Every other day measure the tumour of every mouse with calipers, record length of tumor l and tumor width w also calculates tumor size as follows:
4/3·pi·(l/2·(w/2)
2)。
After execution, tumor resection from treated mouse and control mice is also weighed.
Check computational statistics significance by t.
Test-results illustrates in figures 4 and 5.Visible at this, make the growth of tumor obviously reduce about 50% with selected dosage administration for peptides fragment solution.
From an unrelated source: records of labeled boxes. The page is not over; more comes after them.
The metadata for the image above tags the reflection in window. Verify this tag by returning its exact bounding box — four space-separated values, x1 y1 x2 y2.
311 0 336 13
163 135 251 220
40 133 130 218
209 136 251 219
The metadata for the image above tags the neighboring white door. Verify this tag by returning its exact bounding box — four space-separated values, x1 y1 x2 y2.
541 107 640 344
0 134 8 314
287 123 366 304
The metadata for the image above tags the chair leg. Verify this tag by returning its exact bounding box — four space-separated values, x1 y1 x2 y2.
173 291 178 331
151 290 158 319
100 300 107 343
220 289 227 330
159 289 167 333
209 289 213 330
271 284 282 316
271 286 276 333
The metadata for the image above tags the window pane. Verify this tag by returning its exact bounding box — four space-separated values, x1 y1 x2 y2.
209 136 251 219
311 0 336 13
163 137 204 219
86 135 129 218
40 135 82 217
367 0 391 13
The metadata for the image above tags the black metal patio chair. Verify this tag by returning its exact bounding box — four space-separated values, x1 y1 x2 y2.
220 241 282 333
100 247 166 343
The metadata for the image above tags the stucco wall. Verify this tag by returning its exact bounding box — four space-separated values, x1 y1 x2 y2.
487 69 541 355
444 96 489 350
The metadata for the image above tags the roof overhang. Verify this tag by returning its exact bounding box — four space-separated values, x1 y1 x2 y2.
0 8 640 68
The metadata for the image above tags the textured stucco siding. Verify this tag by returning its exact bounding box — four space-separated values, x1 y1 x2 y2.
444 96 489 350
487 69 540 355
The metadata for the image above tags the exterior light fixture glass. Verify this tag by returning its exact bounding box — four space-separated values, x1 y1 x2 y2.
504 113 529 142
Embodiment 7: compared with scrambled peptide, the antitumous effect of OPN derived peptide fragment
The antitumous effect of OPN derived peptide fragment when carrying out this in vivo test to prove using scrambled peptide in contrast.Synthetic peptide VAYGL, GDSVA, GDS*VAY and two kinds of out of order control peptides (KYAGSDGVL and KYAGS*DGVL) (* represent phosphorylation occurs Serine) carry out purifying by HPLC.Various peptide is all dissolved in 50mM HCl, freeze-drying, be then then dissolved in PBS (neutral pH) to obtain total peptide concentration of 10.8mg/ml.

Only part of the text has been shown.